Turkish President Recep Tayyip Erdogan said that he has called Obama, Vice President Joe Biden and Secretary of State John Kerry.
Before Obama made his statement, Erdogan said, “President Obama, Mr. Kerry, (Vice President) Biden, at this point have not made any declaration of respect. This is telling. … And if you stay silent when faced with an incident like this and don’t make a statement, the world will stay silent towards you.”
Friend: ‘No one should die like that’
It’s not just that these three died, but how — in what appears to be a summary execution, with shots fired to their heads.
There’s not a lot of question about the suspect: A neighbor of the three victims, Craig Stephen Hicks, 46, turned himself in to police the same night and has been charged with murder.
The bigger question is why three were killed.
Many of the victims’ friends and relatives gathered Thursday for their funerals and for candlelight vigils on college campuses such as North Carolina State University in Raleigh, which is where Barakat met his future wife, and where she and her sister went to school.

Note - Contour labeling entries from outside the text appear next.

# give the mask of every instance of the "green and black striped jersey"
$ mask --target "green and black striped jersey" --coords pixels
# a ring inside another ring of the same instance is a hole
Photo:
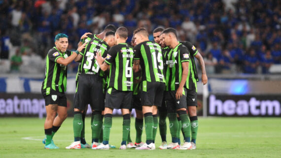
[[[47,95],[51,90],[58,92],[67,90],[67,66],[58,63],[57,60],[62,57],[67,58],[72,52],[60,52],[56,47],[50,49],[46,58],[45,76],[42,83],[42,89],[46,90]]]
[[[112,47],[105,62],[110,65],[108,88],[121,91],[132,91],[134,50],[127,43]]]
[[[189,63],[189,68],[188,71],[188,75],[186,81],[186,88],[188,89],[192,90],[194,88],[197,90],[197,82],[199,81],[198,79],[198,74],[197,74],[197,70],[196,69],[196,64],[194,61],[194,56],[198,53],[198,51],[191,43],[188,41],[180,42],[184,45],[189,51],[190,56],[189,57],[190,63]]]
[[[135,60],[140,60],[142,81],[165,82],[161,47],[154,41],[146,41],[134,48]]]
[[[109,48],[109,46],[103,40],[94,39],[89,41],[86,47],[79,53],[83,56],[79,68],[81,73],[98,74],[104,77],[105,72],[100,68],[95,56],[97,52],[99,52],[103,58],[105,58]]]
[[[176,90],[182,75],[181,63],[189,62],[189,52],[185,46],[179,43],[175,48],[171,49],[165,58],[167,65],[166,91]]]

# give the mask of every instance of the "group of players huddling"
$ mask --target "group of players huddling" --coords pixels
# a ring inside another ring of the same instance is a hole
[[[43,140],[45,149],[59,148],[53,137],[67,117],[64,93],[67,65],[73,60],[80,64],[74,100],[74,142],[66,149],[115,148],[109,144],[113,109],[121,109],[123,118],[120,149],[155,149],[158,125],[162,141],[159,148],[196,149],[199,80],[194,57],[199,61],[205,85],[208,78],[202,57],[190,42],[178,41],[173,28],[154,30],[154,41],[149,40],[144,28],[139,28],[134,32],[131,45],[126,43],[128,34],[126,28],[116,30],[109,25],[100,33],[83,35],[75,52],[67,50],[67,35],[56,36],[55,47],[47,55],[46,76],[41,88],[47,114]],[[88,104],[92,111],[91,146],[85,139]],[[130,134],[132,108],[137,114],[135,143]],[[166,140],[167,116],[172,136],[169,144]],[[143,143],[144,129],[146,137]],[[181,131],[184,138],[181,145]]]

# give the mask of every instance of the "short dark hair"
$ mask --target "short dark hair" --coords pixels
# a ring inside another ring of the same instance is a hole
[[[55,42],[57,40],[60,40],[60,38],[69,38],[69,36],[64,34],[64,33],[58,33],[58,34],[56,35],[56,36],[55,37]]]
[[[137,30],[136,30],[135,31],[134,31],[134,34],[136,34],[136,33],[141,33],[141,34],[142,34],[144,35],[145,35],[147,37],[148,37],[148,32],[147,32],[147,31],[146,31],[146,29],[145,29],[145,28],[139,28]]]
[[[116,27],[113,25],[111,24],[107,25],[105,27],[104,31],[105,31],[106,32],[108,32],[111,31],[115,32],[116,31]]]
[[[107,37],[110,35],[114,35],[115,34],[115,32],[110,31],[109,32],[107,32],[106,33],[105,33],[105,37]]]
[[[166,29],[165,30],[164,30],[161,33],[161,34],[163,33],[172,33],[174,34],[175,34],[175,35],[176,36],[176,37],[177,38],[176,36],[176,29],[174,29],[174,28],[169,28],[168,29]]]
[[[126,28],[121,27],[117,29],[116,33],[118,34],[121,38],[124,39],[128,37],[128,30]]]
[[[154,29],[154,30],[153,30],[153,33],[156,33],[156,32],[162,32],[163,31],[163,30],[164,30],[164,29],[162,28],[157,28],[156,29]]]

“These three people, as young as they were, were a source of inspiration, warmth and light for our community,” said one woman speaking at the vigil.
That’s how Nada Salem knew them. They weren’t just Muslims, she said of her friends, but “three good people.”
“No one should die like that,” Salem told CNN’s “New Day,” “especially when you’re that great.”
Victim said neighbor carried gun when complaining over noise
Mohammad Abu-Salha, father of the two slain women, said the problems started not when Barakat lived in the condo by himself, but when his new wife, Yusor Mohammed, moved in.
He said his daughter told him, referring to the neighbor, “Daddy, I think he hates us for who we are and how we look.”
Yusor Mohammed’s good friend, Amira Ata, agrees that something doesn’t add up.
She recalled one time Mohammed told her about the neighbor coming over with a gun to complain about noise after a few friends had gone over to play a board game.
“We were completely shocked because it’s not normal for you have to have a disagreement of some sort with your neighbor and for you to go over there with a gun,” Ata said.
When the news came out about the slayings, that neighbor jumped to mind. Ata said “the only thing that really makes sense is that he didn’t like them because they were different.”
“If he went and maybe killed all the neighbors, maybe then we can be like, ‘Oh, he has an issue,’ ” she told CNN. “They were our friends, and we feel like they were targeted for a reason.”
Suspect’s wife: Shooting has to do with parking, not religion
Police said Hicks has no prior criminal record and is cooperating with the investigation.
Rob Maitland, the lawyer for Hicks’ wife, Karen, said the shooting “highlights the importance of access to mental health care services.”
Karen Hicks, who has been in the process of divorce, said her husband had been at odds with various neighbors of various backgrounds over parking. That’s what this is about, she says, contending that what happened is not a hate crime.
She said, “I can say with my absolute belief that this incident had nothing to do with religion or the victims’ faith.”